Fleets that transport parcels and less-than-truckload shipments, for example, frequently use route optimization tools to determine pickup-and-delivery schedules and sequences.
Sanimax is a large firm that collects and processes used cooking oil and animal byproducts. The company has a Restaurant Services division that operates a small fleet of 27 vans and trailers that perform a range of P&D services in Ontario, Canada. The fleet averages 25 to 30 stops per day for 7,000 foodservice customers, including Burger King and McDonald’s.

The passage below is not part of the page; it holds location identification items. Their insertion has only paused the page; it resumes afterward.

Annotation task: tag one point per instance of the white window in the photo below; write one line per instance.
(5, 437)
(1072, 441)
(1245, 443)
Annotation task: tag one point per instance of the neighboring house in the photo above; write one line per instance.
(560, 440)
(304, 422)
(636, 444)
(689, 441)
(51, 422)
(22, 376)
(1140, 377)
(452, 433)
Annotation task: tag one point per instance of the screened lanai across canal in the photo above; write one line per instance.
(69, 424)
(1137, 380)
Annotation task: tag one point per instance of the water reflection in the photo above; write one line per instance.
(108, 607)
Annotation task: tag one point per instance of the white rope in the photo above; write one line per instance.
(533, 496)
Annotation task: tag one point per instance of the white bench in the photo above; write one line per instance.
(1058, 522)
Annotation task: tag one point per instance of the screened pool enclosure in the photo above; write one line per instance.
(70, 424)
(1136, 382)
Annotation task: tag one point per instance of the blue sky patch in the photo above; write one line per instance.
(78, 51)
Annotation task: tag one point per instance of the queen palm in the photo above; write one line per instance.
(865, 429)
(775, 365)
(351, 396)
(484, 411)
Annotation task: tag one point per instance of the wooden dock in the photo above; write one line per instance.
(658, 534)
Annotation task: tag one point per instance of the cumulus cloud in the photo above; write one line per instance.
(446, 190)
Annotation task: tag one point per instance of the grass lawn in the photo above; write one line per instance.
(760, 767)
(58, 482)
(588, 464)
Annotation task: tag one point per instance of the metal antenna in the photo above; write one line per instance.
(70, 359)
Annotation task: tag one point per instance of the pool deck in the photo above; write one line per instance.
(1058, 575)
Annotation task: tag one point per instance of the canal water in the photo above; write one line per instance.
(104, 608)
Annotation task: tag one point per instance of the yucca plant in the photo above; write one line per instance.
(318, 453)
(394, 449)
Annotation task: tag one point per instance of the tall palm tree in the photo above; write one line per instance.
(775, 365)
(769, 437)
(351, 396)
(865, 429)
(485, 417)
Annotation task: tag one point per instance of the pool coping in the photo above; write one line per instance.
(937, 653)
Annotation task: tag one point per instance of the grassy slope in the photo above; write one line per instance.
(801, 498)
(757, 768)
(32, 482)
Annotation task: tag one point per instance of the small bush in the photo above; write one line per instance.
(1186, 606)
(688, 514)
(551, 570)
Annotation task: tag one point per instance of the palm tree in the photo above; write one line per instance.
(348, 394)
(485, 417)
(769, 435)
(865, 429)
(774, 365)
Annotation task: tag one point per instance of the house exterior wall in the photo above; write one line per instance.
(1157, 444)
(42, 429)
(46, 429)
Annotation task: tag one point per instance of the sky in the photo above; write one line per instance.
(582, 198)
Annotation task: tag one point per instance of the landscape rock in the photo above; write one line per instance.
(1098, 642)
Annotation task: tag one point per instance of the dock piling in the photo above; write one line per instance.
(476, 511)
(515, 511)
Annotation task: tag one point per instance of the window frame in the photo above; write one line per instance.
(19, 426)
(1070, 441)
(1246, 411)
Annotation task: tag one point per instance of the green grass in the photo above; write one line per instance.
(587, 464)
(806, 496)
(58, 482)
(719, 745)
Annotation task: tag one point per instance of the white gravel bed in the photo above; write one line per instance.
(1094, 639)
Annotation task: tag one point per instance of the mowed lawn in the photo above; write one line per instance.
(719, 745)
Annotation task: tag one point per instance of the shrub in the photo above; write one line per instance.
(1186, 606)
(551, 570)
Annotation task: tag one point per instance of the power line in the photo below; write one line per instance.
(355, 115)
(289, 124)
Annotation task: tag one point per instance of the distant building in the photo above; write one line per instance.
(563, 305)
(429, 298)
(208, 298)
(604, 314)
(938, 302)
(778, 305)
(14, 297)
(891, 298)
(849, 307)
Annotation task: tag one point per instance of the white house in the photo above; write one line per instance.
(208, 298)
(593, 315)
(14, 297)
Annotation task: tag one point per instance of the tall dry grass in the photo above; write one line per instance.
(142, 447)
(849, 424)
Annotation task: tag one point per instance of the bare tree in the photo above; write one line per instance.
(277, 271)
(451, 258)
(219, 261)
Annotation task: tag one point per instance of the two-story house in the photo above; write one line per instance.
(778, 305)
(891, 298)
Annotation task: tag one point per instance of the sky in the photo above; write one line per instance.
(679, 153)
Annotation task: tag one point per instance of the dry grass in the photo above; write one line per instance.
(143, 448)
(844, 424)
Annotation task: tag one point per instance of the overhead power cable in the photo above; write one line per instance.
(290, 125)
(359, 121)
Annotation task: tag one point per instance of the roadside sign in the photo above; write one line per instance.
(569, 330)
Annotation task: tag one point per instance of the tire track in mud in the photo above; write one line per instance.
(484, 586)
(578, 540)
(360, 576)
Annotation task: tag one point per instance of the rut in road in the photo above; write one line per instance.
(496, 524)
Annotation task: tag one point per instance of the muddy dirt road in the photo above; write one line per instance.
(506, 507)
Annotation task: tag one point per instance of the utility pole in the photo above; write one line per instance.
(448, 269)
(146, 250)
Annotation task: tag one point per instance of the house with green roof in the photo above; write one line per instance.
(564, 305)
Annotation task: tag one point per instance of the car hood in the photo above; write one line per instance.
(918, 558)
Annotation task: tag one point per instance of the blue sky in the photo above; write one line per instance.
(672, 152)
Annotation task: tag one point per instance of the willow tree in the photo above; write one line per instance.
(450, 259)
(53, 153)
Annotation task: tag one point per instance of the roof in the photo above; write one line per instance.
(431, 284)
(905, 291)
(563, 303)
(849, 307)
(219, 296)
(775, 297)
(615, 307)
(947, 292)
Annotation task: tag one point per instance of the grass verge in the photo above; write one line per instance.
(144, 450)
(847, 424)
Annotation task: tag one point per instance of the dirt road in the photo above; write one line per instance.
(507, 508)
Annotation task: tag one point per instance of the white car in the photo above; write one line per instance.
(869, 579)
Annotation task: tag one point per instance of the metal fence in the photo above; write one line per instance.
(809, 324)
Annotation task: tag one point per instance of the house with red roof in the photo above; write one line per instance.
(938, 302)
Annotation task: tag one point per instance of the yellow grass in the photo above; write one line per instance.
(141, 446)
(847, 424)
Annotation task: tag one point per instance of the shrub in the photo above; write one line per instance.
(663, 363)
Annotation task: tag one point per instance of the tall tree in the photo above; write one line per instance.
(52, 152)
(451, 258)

The Sanimax fleet visits the majority of customers on a monthly basis, and its routes and schedules are fairly static. But when the company began to use the Descartes Routing and Planning Solution in September 2007, Stephan Campagna – transportation supervisor for the Restaurant Services division – realized how much he had been missing. In terms of hourly workers, the fleet averaged about 30 days of work a week; since using the tool to create new routes, the fleet cut back to 24 days of work per week.
By contrast, truckload carriers that use so-called optimization software systems must solve a very different set of problems, which include matching tractors and drivers to loads, and purchasing fuel at the lowest cost.
In September 2007, TMW Systems acquired IDSC, a developer of optimization software for truckload carriers. Since the acquisition, TMW Systems plans to accelerate its development of an offering for smaller carriers through an ASP platform, says Ben Murphy, vice president and general manager of optimization solutions.
“We will see scaled-down optimizations for 10- to 15-truck carriers,” Murphy says. Fleet planners will be able to select a number of trucks and loads from their dispatch software, select their goal – such as “minimize empty miles” or “maximize revenue per truck per day” – and then submit the information to an optimization engine through the Internet. The results will come back directly to their screen.
“Our intention is to continue to take these applications and algorithms and migrate toward the ASP platform to address a larger base of smaller carriers,” Murphy says. “People now are more focused on the type of freight they are hauling and how to minimize cost.”